The study of economics is very important to consumers. By understanding basic economic principles, consumers can make wise choices. Understanding the concepts of supply and demand will help a consumer know the best time to buy discretionary items. It will help them make decisions about which products are good to buy or which careers are good to pursue. Understanding principles about money will help consumers make informed choices about savings and/or borrowing. Many people are in financial difficulty because they don’t understand how credit works. They may not have a financial relationship with a bank or credit union. This puts them in a difficult position when they have to borrow money. (For young people, credit card debt is a huge issue.) They may not understand the ramifications of how fast compound interest can lead to credit card debt problems. Understanding how to negotiate is an economic skill.

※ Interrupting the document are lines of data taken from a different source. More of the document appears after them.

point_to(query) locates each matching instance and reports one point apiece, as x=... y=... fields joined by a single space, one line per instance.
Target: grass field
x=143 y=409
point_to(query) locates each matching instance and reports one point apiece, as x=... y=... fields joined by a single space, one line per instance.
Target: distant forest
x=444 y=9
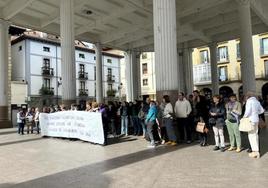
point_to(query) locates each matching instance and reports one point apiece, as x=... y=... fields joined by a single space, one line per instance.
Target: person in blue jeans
x=124 y=119
x=142 y=117
x=150 y=122
x=21 y=121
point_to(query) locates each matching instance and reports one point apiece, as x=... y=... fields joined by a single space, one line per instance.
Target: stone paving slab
x=31 y=161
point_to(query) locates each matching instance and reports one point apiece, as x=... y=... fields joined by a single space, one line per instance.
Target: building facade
x=147 y=75
x=36 y=60
x=229 y=67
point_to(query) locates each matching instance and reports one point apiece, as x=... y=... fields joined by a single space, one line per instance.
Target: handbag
x=262 y=124
x=245 y=125
x=201 y=127
x=212 y=121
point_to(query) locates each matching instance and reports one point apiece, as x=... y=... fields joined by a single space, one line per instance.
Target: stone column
x=68 y=68
x=132 y=75
x=165 y=46
x=214 y=68
x=138 y=78
x=247 y=55
x=99 y=76
x=4 y=45
x=181 y=73
x=188 y=70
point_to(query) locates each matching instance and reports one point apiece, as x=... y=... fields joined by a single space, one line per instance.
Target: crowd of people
x=163 y=123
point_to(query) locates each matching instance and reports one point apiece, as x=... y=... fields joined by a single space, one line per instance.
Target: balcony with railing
x=110 y=78
x=82 y=75
x=47 y=71
x=83 y=92
x=46 y=90
x=202 y=74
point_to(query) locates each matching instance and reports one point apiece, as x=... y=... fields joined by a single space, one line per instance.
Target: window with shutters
x=238 y=54
x=223 y=73
x=266 y=68
x=264 y=46
x=222 y=54
x=204 y=57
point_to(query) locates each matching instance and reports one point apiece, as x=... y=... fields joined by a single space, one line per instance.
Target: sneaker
x=238 y=150
x=169 y=142
x=254 y=155
x=231 y=148
x=216 y=148
x=151 y=146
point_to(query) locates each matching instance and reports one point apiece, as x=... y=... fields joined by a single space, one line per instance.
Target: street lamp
x=59 y=83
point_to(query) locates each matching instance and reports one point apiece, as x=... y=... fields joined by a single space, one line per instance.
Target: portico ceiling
x=128 y=24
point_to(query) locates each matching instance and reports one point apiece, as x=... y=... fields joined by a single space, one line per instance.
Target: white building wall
x=35 y=58
x=150 y=89
x=18 y=61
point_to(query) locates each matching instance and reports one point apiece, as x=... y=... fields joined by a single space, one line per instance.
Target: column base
x=68 y=103
x=173 y=95
x=5 y=124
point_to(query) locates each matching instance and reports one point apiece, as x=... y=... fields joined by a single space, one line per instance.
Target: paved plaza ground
x=31 y=161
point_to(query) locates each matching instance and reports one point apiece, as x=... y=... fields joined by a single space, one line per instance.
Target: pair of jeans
x=150 y=128
x=254 y=138
x=168 y=123
x=136 y=126
x=219 y=136
x=29 y=124
x=37 y=126
x=142 y=123
x=184 y=127
x=234 y=134
x=20 y=128
x=124 y=125
x=113 y=128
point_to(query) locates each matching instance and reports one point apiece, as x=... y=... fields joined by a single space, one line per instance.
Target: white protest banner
x=73 y=124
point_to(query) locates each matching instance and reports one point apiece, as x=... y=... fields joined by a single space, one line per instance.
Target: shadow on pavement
x=92 y=175
x=20 y=141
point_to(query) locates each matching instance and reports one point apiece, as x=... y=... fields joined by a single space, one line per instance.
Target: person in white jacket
x=182 y=111
x=252 y=111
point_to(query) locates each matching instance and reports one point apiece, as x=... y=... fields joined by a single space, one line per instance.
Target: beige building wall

By knowing how to negotiate, people can save a lot of money. Understanding how to comparison shop is another important economic skill. Many people don’t understand the importance that economics play in their lives. By understanding economic principles, consumers can help to place themselves in a good place financially and economically.
The study of economics is important on a number of levels, the first of which is that most people are consumers. They purchase homes, buy cars, invest money, and live in countries where economic decisions affect their everyday lives. During their lifetimes, most adults will need to understand the economics behind various types of interest rates when purchasing a home or a car; they will need to understand supply and demand when working with energy sources, and they will be required to have some knowledge of the ramifications of market fluctuations as they make investments either independently, through a broker, or as part of a package through their place of employment. Being able to carry on knowledgeable conversations about economic principles affects schools, public services, and utilities.
In the larger picture, when people are literate in personal economics they become more able to understand global and national economics. A common language develops which increases understanding of the ramifications of fluctuations in global markets, commodity prices, and reduces inappropriate reactions to these fluctuations. This helps them make decisions as an electorate when voting on economic issues, and for political candidates.